Mathematicians have also verified this for other values of p. But at the time, it was not sure when the statement p is true for all n greater than 2. This is what you call Fermat’s Last Theorem. And it gets a little bit interesting. The good news is Fermat’s Last Theorem is now a theorem. Statement q is a logical conclusion from a deductive argument. However, it took 358 years for mathematicians to figure out that Fermat was right all along.
Sir Andrew Wiles provided the first successful verification of Fermat’s Last Theorem.
A little story about Andrew Wiles. He did publish—he did announce the proof of Fermat’s Last Theorem, however, some mathematicians later realized that there was a problem with his arguments—a hole in his proof. So, it took a few more years and the help of one of Wiles’ students in order to finally plug that hole. So, it was really a concerted effort of mathematicians around the world who are interested in number theory to show that Fermat was right all along, and that took 358 years.
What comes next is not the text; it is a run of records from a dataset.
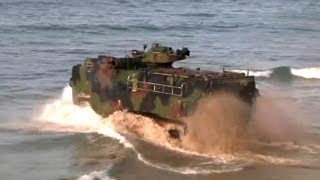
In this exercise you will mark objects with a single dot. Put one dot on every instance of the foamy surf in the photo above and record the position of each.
(61, 115)
(307, 73)
(97, 175)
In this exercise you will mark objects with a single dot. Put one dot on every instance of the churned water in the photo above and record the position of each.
(44, 136)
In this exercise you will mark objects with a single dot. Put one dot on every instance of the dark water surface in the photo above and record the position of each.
(40, 40)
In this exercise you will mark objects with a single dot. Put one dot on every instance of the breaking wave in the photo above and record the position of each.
(62, 116)
(285, 72)
(96, 175)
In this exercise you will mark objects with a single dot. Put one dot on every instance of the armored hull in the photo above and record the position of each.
(148, 84)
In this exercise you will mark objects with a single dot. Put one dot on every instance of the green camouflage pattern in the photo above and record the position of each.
(145, 82)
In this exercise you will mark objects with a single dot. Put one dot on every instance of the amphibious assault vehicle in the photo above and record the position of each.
(145, 82)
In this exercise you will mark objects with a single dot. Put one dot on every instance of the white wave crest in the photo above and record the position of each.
(308, 73)
(254, 73)
(101, 175)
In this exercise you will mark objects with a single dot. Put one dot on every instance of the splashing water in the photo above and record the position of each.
(226, 140)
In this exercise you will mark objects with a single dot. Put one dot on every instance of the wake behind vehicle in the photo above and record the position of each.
(145, 82)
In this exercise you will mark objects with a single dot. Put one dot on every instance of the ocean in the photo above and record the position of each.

I would like to show you how logic can be used to solve mathematical problems. Actually, there is an algorithm or a series of steps popularized by George Polya in his book: “How to Solve It”. You can consider this as a manual for solving all of your mathematical problems. It’s basically a four-step process. The very first thing you need to do is to understand the problem. Of course, you’re faced with a problem, so it is natural to understand it. Once you have an understanding, then you need to come up with the appropriate strategy. And it turns out that inductive and deductive reasoning are two of many strategies. You can also do pattern searching or reducing the problem into smaller bite-sized pieces or finding a similar problem. Once you have a strategy, carry out the plan, see if it works, look back and see how this might be applicable to other related problems.
So, you’ve learned what it’s like for an argument to be invalid and you have encountered fallacies of the converse, fallacies of the inverse, and other real-life fallacies. You’ve also learned how to argue in a deductive reasoning—using deductive reasoning—and inductive reasoning. And, you have also encountered some historical examples of inductive reasoning. In particular are the 350 years old mathematical problem. So, I hope that this helps you think better and think more logically.
I wish you all the best. Thank you very much.